The yoga plough is another high-risk exercise. This move is done on your back by bringing your legs up in the air, and then backwards behind the head and neck. The purpose of this exercise is usually to stretch the lower back, but it involves transfer of body weight onto the cervical spine. This causes an extreme amount of flexion to the neck and can cause significant problems. Many fitness experts advise against this move for everyone, but for those with osteoporosis, neck or back problems, the plough is especially dangerous.
You may protest because this is a common move in yoga classes, but a good instructor will prescreen the students and give a modification for those at risk. You will also be taught how to progress in a slow and safe manner.

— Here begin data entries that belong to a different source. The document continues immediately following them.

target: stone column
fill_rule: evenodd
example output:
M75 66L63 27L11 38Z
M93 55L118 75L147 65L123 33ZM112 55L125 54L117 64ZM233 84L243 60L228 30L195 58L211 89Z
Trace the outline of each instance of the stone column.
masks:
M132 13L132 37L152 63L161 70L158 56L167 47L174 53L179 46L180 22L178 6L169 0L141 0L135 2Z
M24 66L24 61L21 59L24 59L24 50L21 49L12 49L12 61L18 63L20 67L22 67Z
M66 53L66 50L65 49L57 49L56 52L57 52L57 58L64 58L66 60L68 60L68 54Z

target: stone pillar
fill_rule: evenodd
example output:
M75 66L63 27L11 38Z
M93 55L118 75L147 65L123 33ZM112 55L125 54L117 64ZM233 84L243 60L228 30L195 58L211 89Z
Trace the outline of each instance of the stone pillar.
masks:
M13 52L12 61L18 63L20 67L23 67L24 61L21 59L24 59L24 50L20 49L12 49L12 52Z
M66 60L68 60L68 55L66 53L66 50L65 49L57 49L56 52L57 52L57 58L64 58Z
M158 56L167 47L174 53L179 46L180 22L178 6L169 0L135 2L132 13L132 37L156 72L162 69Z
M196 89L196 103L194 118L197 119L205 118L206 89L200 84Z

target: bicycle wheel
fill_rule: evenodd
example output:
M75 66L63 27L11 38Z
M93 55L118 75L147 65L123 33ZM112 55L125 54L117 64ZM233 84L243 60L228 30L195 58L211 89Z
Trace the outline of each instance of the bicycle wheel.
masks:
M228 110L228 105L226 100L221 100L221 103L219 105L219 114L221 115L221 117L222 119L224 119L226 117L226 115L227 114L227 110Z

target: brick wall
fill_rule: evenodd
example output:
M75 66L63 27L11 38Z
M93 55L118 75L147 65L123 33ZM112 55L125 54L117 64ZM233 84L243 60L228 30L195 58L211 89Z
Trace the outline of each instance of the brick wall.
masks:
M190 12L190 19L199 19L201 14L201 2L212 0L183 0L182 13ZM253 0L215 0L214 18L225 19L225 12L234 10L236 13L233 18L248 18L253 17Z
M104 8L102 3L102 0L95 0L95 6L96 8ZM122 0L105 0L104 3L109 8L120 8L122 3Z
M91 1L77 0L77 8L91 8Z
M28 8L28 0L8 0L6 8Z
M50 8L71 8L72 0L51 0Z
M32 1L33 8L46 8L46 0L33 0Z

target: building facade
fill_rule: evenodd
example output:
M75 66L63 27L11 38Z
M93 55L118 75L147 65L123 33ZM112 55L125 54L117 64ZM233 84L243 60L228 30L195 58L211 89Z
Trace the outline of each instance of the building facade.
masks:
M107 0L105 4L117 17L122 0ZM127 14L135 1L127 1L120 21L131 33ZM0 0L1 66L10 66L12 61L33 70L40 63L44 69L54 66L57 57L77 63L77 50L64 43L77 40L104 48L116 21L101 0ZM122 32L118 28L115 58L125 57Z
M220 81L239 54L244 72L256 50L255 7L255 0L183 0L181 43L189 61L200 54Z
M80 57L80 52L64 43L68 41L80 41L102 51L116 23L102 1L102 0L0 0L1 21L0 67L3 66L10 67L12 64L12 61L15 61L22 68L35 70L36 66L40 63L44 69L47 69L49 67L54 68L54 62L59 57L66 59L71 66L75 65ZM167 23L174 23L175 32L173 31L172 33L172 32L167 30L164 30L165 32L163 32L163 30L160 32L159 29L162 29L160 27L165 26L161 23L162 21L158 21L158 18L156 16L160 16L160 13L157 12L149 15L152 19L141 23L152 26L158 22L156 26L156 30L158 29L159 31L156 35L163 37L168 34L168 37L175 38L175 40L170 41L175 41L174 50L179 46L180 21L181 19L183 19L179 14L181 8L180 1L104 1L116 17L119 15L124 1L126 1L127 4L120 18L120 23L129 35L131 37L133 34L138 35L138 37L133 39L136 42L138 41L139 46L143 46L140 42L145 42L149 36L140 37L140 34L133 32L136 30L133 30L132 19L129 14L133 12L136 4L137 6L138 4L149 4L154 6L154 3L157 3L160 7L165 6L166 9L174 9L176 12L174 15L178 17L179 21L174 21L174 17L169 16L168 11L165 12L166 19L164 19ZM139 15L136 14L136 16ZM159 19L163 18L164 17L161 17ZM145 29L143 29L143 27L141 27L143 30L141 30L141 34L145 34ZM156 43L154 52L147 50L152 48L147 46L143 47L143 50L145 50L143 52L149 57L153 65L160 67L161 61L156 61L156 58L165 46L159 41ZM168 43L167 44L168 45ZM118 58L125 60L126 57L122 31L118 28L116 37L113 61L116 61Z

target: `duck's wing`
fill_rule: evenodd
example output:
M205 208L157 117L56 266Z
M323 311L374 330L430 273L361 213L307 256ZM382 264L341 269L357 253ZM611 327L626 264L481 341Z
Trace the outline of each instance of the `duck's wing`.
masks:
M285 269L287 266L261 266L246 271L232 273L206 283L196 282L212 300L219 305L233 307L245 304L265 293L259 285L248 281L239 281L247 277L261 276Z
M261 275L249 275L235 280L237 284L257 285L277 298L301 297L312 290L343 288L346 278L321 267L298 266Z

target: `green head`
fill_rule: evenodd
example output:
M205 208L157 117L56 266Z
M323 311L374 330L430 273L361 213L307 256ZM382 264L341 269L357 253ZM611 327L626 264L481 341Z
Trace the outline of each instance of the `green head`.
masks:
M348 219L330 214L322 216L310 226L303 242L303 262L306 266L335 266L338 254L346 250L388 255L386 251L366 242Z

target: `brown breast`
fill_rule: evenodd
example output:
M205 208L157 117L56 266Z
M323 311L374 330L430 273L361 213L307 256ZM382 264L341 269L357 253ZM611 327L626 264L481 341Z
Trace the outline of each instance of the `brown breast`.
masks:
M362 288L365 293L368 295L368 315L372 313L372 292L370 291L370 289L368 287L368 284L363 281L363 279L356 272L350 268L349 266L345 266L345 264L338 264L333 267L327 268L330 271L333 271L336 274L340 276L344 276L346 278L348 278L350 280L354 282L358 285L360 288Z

Unfortunately, many have transferred this out of yoga and into a fast ballistic type movement. I see legs flung up in an uncontrolled manner and compromised necks almost every time I am in the gym.Below are two much safer ways to stretch your back:
1.Knees to chest:
For knees to chest; lie on your back, bend your knees, grab your thighs with both hands and gently pull your knees to your chest.
2. Back extensions:
For a back extension; lie on your stomach, place your hands under your shoulders with your arms bent, then lift your torso as your straighten your arms. You do not have to straighten your arms all the way; make sure you keep your hips on the floor. Hold each stretch for at least 20 seconds and then repeat.